Savings will be greatest, Sebelius said, for those with costly medical conditions or high prescription drug costs. HHS projected that total savings per beneficiary enrolled in traditional Medicare will come to about $86 in 2011, rising to $649 in 2020. For a beneficiary with spending in the doughnut hole, estimated savings will increase from $553 in 2011 to $2,217 in 2020, according to the study.
“The savings that seniors and people with disabilities on Medicare are seeing are due to critical improvements the Affordable Care Act makes to Medicare,” said Sherry Glied, assistant secretary for planning and evaluation for HHS. “Reducing waste, fraud and abuse; improving the quality of care beneficiaries receive; and making the program more efficient all contribute to lower cost increases across the system.”
Adults want control of their private health data
AUSTIN, Texas — An overwhelming majority of respondents to a recent poll want to choose which companies and government agencies can view and use their health information.

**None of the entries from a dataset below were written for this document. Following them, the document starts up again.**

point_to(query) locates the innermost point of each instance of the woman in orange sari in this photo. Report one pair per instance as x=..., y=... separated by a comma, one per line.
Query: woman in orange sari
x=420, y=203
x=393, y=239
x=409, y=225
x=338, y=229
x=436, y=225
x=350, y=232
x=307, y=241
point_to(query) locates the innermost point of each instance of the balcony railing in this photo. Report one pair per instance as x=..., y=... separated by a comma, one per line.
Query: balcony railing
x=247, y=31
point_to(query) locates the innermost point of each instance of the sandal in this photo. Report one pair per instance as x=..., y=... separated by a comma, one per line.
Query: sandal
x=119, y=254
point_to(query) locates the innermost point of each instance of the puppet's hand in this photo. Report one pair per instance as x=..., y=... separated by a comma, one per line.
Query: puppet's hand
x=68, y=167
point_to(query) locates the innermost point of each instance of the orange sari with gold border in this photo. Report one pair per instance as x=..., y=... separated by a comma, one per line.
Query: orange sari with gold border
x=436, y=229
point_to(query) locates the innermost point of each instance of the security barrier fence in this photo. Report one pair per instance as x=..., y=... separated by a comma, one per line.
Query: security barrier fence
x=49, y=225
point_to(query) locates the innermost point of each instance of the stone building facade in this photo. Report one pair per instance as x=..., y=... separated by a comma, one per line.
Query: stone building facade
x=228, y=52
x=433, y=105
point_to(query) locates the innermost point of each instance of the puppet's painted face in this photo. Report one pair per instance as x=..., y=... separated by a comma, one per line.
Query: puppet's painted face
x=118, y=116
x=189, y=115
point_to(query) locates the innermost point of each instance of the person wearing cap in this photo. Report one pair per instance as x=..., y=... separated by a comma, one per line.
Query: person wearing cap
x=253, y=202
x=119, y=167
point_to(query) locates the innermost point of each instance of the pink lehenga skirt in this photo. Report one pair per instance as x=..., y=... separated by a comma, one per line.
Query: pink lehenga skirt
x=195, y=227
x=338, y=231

An online survey of more than 2,000 adults conducted in November by the advocacy group Patient Privacy Rights and Zogby International — with a margin of error of plus or minus 2.2% — found that nearly all respondents favored personal control over health information, including information stored electronically. “No matter how you look at it, Americans want to control their own private health information,” Patient Privacy Rights founder Deborah Peel said. “We asked the question, ‘If you have health records in electronic systems, do you want to decide which companies and government agencies can see and use your sensitive data?’ Ninety-three percent said ‘Yes.’”

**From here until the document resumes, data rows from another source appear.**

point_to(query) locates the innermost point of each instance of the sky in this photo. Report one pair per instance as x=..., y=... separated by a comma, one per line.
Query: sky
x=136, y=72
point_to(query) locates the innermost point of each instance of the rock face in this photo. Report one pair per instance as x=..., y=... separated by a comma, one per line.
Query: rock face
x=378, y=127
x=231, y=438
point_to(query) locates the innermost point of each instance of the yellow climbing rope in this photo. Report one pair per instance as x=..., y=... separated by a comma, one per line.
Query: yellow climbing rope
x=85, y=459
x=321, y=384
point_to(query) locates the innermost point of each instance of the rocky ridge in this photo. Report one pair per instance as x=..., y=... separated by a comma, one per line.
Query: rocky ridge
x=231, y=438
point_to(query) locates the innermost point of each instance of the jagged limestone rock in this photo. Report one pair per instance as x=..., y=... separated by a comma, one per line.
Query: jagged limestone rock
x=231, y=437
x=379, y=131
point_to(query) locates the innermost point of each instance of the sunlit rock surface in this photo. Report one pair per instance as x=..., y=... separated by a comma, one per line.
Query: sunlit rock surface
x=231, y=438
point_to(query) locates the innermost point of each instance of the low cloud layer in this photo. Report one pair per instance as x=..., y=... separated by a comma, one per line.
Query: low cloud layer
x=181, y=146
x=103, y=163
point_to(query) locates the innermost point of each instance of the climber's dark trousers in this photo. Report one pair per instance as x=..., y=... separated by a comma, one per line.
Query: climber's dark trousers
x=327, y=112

Nearly all respondents shared these sentiments; 97% said they thought doctors, hospitals, labs and health technology systems should not be allowed to share or sell health information without their consent, while 98% said insurance companies should not. Ninety-one percent of respondents said they wanted the ability to decide which individuals could see and use their information. “Americans overwhelmingly believe that they are the only people in the right position to make decisions about how their information can be used,” Peel said. “Researchers do not get a free pass.”
The results are significant considering the country’s move toward electronic health records and electronic prescribing, provisions for which were a prominent component of the American Recovery and Reinvestment Act of 2009. While supporters said the move to EHRs could save billions of dollars by reducing the risk of errors and eliminating waste, concerns about fraud and misuse of patients’ personal information have arisen as well.
Another poll, conducted online in February by Harris Interactive on behalf of Xerox — which provides a number of healthcare IT and documentation products and services — found that nearly half of the 2,180 adults surveyed were ready to give up paper medical records in favor of electronic ones and thought EHRs would lead to more efficient health care, despite many not knowing what to expect when the transition took place. A majority of respondents to the Harris poll still expressed concerns, including 79% who feared theft of records, 69% who were concerned about misuse of information and 68% who were afraid of lost or damaged records.
“Providers can ease this fear by discussing the security precautions taken to safeguard against data breaches,” Xerox VP healthcare providers John Jones said. “By arming Americans with information on EHR basics, we can prevent some of the influence of the media hype cycle around potential security risks.”
Sun seeks to acquire Caraco
DETROIT — An India-based drug maker is looking to acquire all outstanding shares of another generic drug manufacturer based in the United States.
Caraco said it received and will discuss the proposal from Sun Pharma, by which Sun would acquire all outstanding shares of common stock it doesn’t already own.
The $4.75-per-share cash transaction represents a 5% premium over the closing price of Caraco common stock on Dec. 2, Caraco said.